A full-rigged ship or fully rigged ship is term of art denoting a sailing vessel's sail plan with three or more masts, all of them square-rigged. A full-rigged ship is said to have a ship rig or be ship-rigged.

Sometimes such a vessel will merely be called a ship in 18th- to early-19th-century and earlier usage, to distinguish it from other large three-masted blue-water working vessels such as barques, barquentines, Fluyts etc. This full or ship-rig sail plan thus is a term of art that differentiates such vessels as well from other working or cargo vessels with widely diverse alternative sail-plans such as Galleons, Cogs, Sloops, Caravels, Schooners, brigs and Carracks; some of which also have three masted variants (Brigs, Schooners, Sloops, and Galleons). The ship-rig sail plan, also differs drastically from the large panoply of one and two masted vessels found as working and recreational sailboats.
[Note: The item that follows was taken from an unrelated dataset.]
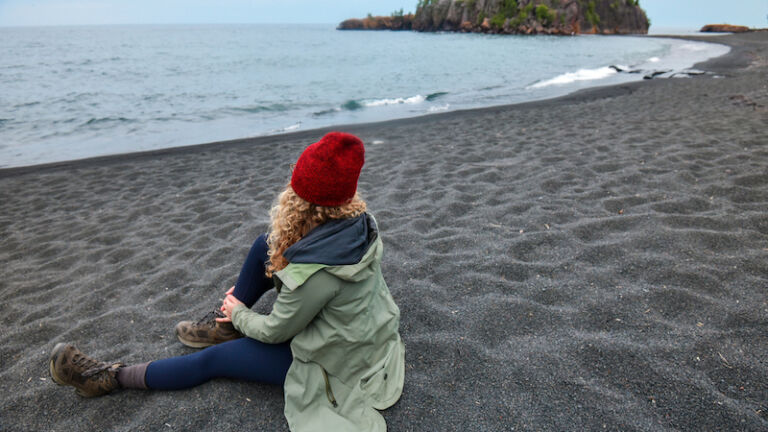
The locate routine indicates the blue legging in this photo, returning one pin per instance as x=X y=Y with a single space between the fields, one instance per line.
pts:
x=244 y=358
Alternatively, a full-rigged ship may be referred to by its function instead, as in collier or frigate, rather than being called a ship. In many languages the word frigate or frigate rig refers to a full-rigged ship.

The masts of a full-rigged ship, from bow to stern, are:

There is no standard name for a fifth mast on a ship-rigged vessel (though this may be called the spanker mast on a barque, schooner or barquentine). Only one five-masted full-rigged ship (the Flying P-Liner Preussen) had ever been built until recent years, when a few modern five-masted cruise sailing ships have been launched. Even a fourth mast is relatively rare for full-rigged ships. Ships with five and more masts are not normally fully rigged and their masts may be numbered rather than named in extreme cases.